Sandestins, most powerful of all, are in a class by themselves.
14Fairies maintain no specific size indefinitely. When dealing with men they often appear the size of children, seldom larger. When caught unawares, they seem on occasion only four inches to a foot tall. The fairies themselves take no heed of size. See Glossary I.
15Fairies share with humans the qualities of malice, spite, treachery, envy and ruthlessness; they lack the equally human traits of clemency, kindness, pity. The fairy sense of humor never amuses its victim.
16Gomar: ancient kingdom comprising all of North Hybras and the Hesperian Islands.
17A unit of acrimony and malice, as expressed in the terms of a curse.

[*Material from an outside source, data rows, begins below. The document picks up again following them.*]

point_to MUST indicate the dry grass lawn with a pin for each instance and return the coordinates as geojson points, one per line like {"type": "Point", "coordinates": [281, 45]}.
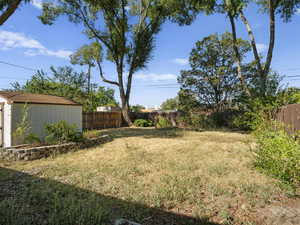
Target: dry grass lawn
{"type": "Point", "coordinates": [150, 176]}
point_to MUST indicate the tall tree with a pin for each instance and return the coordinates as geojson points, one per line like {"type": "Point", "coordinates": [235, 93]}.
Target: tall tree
{"type": "Point", "coordinates": [235, 9]}
{"type": "Point", "coordinates": [66, 82]}
{"type": "Point", "coordinates": [8, 7]}
{"type": "Point", "coordinates": [89, 55]}
{"type": "Point", "coordinates": [212, 79]}
{"type": "Point", "coordinates": [125, 29]}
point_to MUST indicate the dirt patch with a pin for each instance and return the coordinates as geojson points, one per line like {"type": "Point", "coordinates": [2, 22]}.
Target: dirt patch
{"type": "Point", "coordinates": [285, 213]}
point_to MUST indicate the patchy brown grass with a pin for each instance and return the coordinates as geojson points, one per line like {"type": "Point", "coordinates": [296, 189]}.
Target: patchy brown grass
{"type": "Point", "coordinates": [152, 176]}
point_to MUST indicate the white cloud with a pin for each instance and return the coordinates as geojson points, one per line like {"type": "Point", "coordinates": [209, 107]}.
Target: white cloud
{"type": "Point", "coordinates": [37, 3]}
{"type": "Point", "coordinates": [156, 77]}
{"type": "Point", "coordinates": [181, 61]}
{"type": "Point", "coordinates": [261, 47]}
{"type": "Point", "coordinates": [10, 40]}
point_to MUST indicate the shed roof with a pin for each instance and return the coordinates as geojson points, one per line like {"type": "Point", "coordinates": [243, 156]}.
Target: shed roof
{"type": "Point", "coordinates": [21, 97]}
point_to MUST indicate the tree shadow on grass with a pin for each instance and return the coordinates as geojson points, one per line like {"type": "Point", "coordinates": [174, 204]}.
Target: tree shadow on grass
{"type": "Point", "coordinates": [30, 200]}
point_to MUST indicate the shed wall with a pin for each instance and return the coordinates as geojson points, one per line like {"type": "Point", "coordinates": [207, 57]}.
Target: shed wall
{"type": "Point", "coordinates": [41, 114]}
{"type": "Point", "coordinates": [6, 123]}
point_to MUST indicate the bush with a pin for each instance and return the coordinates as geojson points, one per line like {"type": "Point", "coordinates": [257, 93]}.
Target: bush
{"type": "Point", "coordinates": [143, 123]}
{"type": "Point", "coordinates": [278, 153]}
{"type": "Point", "coordinates": [163, 123]}
{"type": "Point", "coordinates": [62, 132]}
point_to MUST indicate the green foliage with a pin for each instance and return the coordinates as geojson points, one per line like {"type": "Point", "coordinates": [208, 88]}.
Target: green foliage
{"type": "Point", "coordinates": [136, 108]}
{"type": "Point", "coordinates": [8, 7]}
{"type": "Point", "coordinates": [62, 132]}
{"type": "Point", "coordinates": [278, 153]}
{"type": "Point", "coordinates": [163, 122]}
{"type": "Point", "coordinates": [32, 139]}
{"type": "Point", "coordinates": [88, 55]}
{"type": "Point", "coordinates": [196, 121]}
{"type": "Point", "coordinates": [125, 29]}
{"type": "Point", "coordinates": [143, 123]}
{"type": "Point", "coordinates": [170, 104]}
{"type": "Point", "coordinates": [66, 82]}
{"type": "Point", "coordinates": [23, 127]}
{"type": "Point", "coordinates": [212, 80]}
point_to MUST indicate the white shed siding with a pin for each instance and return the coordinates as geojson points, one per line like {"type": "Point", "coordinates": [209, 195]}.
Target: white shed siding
{"type": "Point", "coordinates": [7, 138]}
{"type": "Point", "coordinates": [41, 114]}
{"type": "Point", "coordinates": [6, 123]}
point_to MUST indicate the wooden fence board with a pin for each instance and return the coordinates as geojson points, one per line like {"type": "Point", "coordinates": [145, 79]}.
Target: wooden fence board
{"type": "Point", "coordinates": [290, 116]}
{"type": "Point", "coordinates": [101, 120]}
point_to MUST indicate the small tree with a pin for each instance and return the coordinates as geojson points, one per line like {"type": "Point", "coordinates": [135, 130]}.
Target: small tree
{"type": "Point", "coordinates": [212, 79]}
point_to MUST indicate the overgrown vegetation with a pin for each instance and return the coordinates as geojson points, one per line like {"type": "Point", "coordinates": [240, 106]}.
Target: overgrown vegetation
{"type": "Point", "coordinates": [278, 152]}
{"type": "Point", "coordinates": [62, 132]}
{"type": "Point", "coordinates": [143, 123]}
{"type": "Point", "coordinates": [163, 122]}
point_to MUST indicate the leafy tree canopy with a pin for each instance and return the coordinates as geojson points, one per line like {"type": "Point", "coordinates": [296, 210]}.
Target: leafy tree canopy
{"type": "Point", "coordinates": [126, 30]}
{"type": "Point", "coordinates": [137, 108]}
{"type": "Point", "coordinates": [212, 79]}
{"type": "Point", "coordinates": [170, 104]}
{"type": "Point", "coordinates": [66, 82]}
{"type": "Point", "coordinates": [8, 7]}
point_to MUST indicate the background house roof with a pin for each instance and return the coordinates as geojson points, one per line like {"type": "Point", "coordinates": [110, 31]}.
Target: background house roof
{"type": "Point", "coordinates": [21, 97]}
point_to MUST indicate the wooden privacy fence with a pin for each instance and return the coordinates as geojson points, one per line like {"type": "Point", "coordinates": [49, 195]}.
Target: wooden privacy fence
{"type": "Point", "coordinates": [101, 120]}
{"type": "Point", "coordinates": [290, 116]}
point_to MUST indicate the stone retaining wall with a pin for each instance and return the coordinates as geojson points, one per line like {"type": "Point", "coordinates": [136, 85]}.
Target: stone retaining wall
{"type": "Point", "coordinates": [34, 153]}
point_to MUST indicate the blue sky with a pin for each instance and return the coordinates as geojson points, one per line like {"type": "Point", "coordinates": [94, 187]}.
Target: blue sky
{"type": "Point", "coordinates": [27, 42]}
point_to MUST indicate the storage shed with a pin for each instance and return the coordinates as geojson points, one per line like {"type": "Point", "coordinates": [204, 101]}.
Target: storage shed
{"type": "Point", "coordinates": [42, 109]}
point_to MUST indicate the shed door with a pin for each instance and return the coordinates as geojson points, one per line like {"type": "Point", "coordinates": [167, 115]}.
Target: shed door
{"type": "Point", "coordinates": [1, 123]}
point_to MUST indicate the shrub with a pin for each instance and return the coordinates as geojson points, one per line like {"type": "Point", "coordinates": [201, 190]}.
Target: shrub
{"type": "Point", "coordinates": [62, 132]}
{"type": "Point", "coordinates": [163, 123]}
{"type": "Point", "coordinates": [278, 153]}
{"type": "Point", "coordinates": [143, 123]}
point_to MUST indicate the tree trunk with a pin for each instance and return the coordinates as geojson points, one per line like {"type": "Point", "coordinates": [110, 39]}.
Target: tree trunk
{"type": "Point", "coordinates": [124, 98]}
{"type": "Point", "coordinates": [89, 80]}
{"type": "Point", "coordinates": [271, 42]}
{"type": "Point", "coordinates": [9, 11]}
{"type": "Point", "coordinates": [125, 112]}
{"type": "Point", "coordinates": [238, 56]}
{"type": "Point", "coordinates": [253, 42]}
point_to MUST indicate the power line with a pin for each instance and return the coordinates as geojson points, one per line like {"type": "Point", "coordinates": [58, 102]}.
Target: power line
{"type": "Point", "coordinates": [18, 66]}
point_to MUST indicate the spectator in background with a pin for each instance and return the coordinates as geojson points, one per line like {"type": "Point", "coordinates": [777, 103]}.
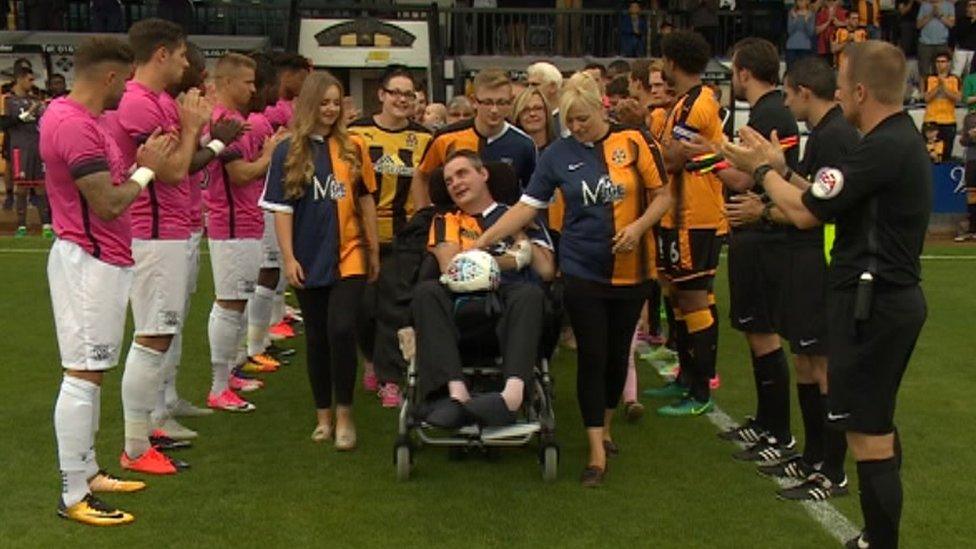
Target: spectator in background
{"type": "Point", "coordinates": [617, 91]}
{"type": "Point", "coordinates": [851, 33]}
{"type": "Point", "coordinates": [640, 85]}
{"type": "Point", "coordinates": [547, 78]}
{"type": "Point", "coordinates": [907, 32]}
{"type": "Point", "coordinates": [869, 12]}
{"type": "Point", "coordinates": [830, 17]}
{"type": "Point", "coordinates": [56, 86]}
{"type": "Point", "coordinates": [107, 16]}
{"type": "Point", "coordinates": [435, 116]}
{"type": "Point", "coordinates": [968, 140]}
{"type": "Point", "coordinates": [531, 115]}
{"type": "Point", "coordinates": [801, 32]}
{"type": "Point", "coordinates": [458, 109]}
{"type": "Point", "coordinates": [935, 18]}
{"type": "Point", "coordinates": [421, 105]}
{"type": "Point", "coordinates": [617, 67]}
{"type": "Point", "coordinates": [933, 144]}
{"type": "Point", "coordinates": [633, 32]}
{"type": "Point", "coordinates": [703, 19]}
{"type": "Point", "coordinates": [665, 29]}
{"type": "Point", "coordinates": [596, 71]}
{"type": "Point", "coordinates": [965, 38]}
{"type": "Point", "coordinates": [21, 111]}
{"type": "Point", "coordinates": [634, 110]}
{"type": "Point", "coordinates": [942, 91]}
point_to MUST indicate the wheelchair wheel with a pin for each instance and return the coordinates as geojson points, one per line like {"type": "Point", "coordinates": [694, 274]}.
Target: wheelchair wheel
{"type": "Point", "coordinates": [550, 463]}
{"type": "Point", "coordinates": [402, 460]}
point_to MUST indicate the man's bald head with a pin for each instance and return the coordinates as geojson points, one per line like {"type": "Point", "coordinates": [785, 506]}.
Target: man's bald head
{"type": "Point", "coordinates": [879, 67]}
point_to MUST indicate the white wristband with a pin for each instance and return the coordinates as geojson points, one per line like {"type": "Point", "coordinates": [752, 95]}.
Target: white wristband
{"type": "Point", "coordinates": [142, 176]}
{"type": "Point", "coordinates": [217, 146]}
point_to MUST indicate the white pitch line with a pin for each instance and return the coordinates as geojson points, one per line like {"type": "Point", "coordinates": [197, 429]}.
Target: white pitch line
{"type": "Point", "coordinates": [829, 518]}
{"type": "Point", "coordinates": [924, 257]}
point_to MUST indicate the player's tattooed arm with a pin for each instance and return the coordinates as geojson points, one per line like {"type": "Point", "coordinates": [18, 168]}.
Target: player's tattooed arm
{"type": "Point", "coordinates": [194, 114]}
{"type": "Point", "coordinates": [242, 172]}
{"type": "Point", "coordinates": [225, 130]}
{"type": "Point", "coordinates": [109, 201]}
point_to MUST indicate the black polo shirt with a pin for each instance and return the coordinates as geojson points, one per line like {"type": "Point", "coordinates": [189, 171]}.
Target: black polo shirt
{"type": "Point", "coordinates": [770, 113]}
{"type": "Point", "coordinates": [880, 196]}
{"type": "Point", "coordinates": [767, 114]}
{"type": "Point", "coordinates": [828, 144]}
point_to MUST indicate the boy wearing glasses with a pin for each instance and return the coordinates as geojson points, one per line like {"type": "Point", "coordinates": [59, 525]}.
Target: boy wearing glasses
{"type": "Point", "coordinates": [489, 134]}
{"type": "Point", "coordinates": [396, 144]}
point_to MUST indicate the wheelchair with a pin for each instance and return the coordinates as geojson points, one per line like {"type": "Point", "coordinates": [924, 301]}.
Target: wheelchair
{"type": "Point", "coordinates": [481, 365]}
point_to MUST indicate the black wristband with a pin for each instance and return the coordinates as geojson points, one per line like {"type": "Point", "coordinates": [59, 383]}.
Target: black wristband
{"type": "Point", "coordinates": [765, 214]}
{"type": "Point", "coordinates": [760, 173]}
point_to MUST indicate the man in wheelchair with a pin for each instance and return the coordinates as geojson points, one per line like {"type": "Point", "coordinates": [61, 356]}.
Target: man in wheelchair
{"type": "Point", "coordinates": [446, 313]}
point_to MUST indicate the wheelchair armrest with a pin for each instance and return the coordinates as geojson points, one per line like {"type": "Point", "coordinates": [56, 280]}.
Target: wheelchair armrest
{"type": "Point", "coordinates": [408, 343]}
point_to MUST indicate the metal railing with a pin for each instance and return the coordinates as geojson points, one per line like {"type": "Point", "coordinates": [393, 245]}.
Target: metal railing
{"type": "Point", "coordinates": [239, 18]}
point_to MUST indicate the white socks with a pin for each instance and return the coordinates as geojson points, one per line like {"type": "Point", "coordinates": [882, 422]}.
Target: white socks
{"type": "Point", "coordinates": [141, 384]}
{"type": "Point", "coordinates": [74, 413]}
{"type": "Point", "coordinates": [259, 319]}
{"type": "Point", "coordinates": [458, 391]}
{"type": "Point", "coordinates": [167, 397]}
{"type": "Point", "coordinates": [223, 331]}
{"type": "Point", "coordinates": [512, 393]}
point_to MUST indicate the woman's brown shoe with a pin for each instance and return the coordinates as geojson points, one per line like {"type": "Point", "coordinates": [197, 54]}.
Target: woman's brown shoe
{"type": "Point", "coordinates": [592, 477]}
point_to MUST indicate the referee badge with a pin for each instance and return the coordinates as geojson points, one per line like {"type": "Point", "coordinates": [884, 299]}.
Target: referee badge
{"type": "Point", "coordinates": [618, 157]}
{"type": "Point", "coordinates": [827, 183]}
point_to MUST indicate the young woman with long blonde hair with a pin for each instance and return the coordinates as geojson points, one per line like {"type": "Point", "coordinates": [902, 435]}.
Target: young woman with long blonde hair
{"type": "Point", "coordinates": [320, 187]}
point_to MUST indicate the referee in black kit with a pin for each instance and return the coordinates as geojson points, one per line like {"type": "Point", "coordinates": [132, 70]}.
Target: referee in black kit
{"type": "Point", "coordinates": [756, 268]}
{"type": "Point", "coordinates": [880, 197]}
{"type": "Point", "coordinates": [810, 88]}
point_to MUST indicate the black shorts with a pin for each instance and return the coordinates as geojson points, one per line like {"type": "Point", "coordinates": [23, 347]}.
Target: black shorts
{"type": "Point", "coordinates": [867, 359]}
{"type": "Point", "coordinates": [804, 311]}
{"type": "Point", "coordinates": [758, 267]}
{"type": "Point", "coordinates": [688, 257]}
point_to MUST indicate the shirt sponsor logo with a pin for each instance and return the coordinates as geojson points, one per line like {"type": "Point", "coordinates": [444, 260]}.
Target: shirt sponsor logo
{"type": "Point", "coordinates": [393, 166]}
{"type": "Point", "coordinates": [605, 192]}
{"type": "Point", "coordinates": [619, 157]}
{"type": "Point", "coordinates": [169, 318]}
{"type": "Point", "coordinates": [101, 352]}
{"type": "Point", "coordinates": [827, 183]}
{"type": "Point", "coordinates": [331, 189]}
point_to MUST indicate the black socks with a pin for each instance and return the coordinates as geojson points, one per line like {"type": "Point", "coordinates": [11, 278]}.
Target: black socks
{"type": "Point", "coordinates": [881, 501]}
{"type": "Point", "coordinates": [772, 373]}
{"type": "Point", "coordinates": [811, 408]}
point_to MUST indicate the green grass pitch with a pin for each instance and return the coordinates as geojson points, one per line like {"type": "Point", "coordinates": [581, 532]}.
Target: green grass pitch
{"type": "Point", "coordinates": [258, 481]}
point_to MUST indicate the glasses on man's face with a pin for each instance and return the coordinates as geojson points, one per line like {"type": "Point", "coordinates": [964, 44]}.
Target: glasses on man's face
{"type": "Point", "coordinates": [488, 103]}
{"type": "Point", "coordinates": [408, 95]}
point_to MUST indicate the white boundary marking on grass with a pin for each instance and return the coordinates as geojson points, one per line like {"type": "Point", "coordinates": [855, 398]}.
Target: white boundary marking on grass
{"type": "Point", "coordinates": [829, 518]}
{"type": "Point", "coordinates": [204, 251]}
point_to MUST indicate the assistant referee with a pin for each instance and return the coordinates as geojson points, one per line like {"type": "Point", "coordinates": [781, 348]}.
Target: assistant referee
{"type": "Point", "coordinates": [880, 199]}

18Old Street, running from the Atlantic to the Gulf of Cantabria, had been laid by the Magdals two thousand years before the coming of the Danaans. According to popular lore every step along Old Street overlooked a battlefield. When the full moon shone at Beltane, ghosts of the slain came out to stand along Old Street and stare at their adversaries across the way.
19Two-leg: a semi-contemptuous term applied by the Ska to all other men than themselves: a contraction of ‘two-legged animal’, to designate a middle category between ‘Ska’ and ‘four-leg’. Another common pejorative, nyel: ‘horse-smell’ made reference to the difference in body odor between Ska and other races, the Ska seeming to smell, not unpleasantly, of camphor, turpentine, a trace of musk.
20Memorandum: ‘King’, ‘prince’, ‘duke’, ‘lord’, ‘baron’, ‘ordinary’, are used arbitrarily and inexactly to indicate somewhat similar levels of status among the Ska. Functionally, the differences in rank are peculiar to the Ska, in that only ‘king’, ‘prince’, and ‘duke’, are hereditary, and all save ‘king’ may be earned by valor or other notable achievement. Thus, an ‘ordinary’, having killed or captured five armed enemies becomes a ‘knight’. By other exactly codified achievements he becomes a ‘baron’, then ‘lord’, ‘duke’, then finally ‘grand duke’ or ‘prince’. The king is elected by vote of the dukes; his dynasty persists along its direct male lineage, until the line becomes extinct or is voted out of power at a conclave of dukes.
For a brief discussion of Ska history, see Glossary II.
21Obviously the expression ‘Chamber of Ancient Honors’ is no more than an approximate translation.
22The water-level comes in several forms. The Ska used a pair of wooden troughs twenty feet long with a section four-inches square. Water in the troughs lay perfectly horizontal; floats at each end allowed the troughs themselves to be adjusted to the horizontal. By shifting the troughs in succession, the desired horizontal could be extended indefinitely, with an accuracy limited only by the patience of the engineer.
23Falloy: a slender halfling akin to fairies, but larger, less antic and lacking deft control of magic: creatures ever more rare in the Elder Isles.
24A fairy fabric woven from dandelion silk.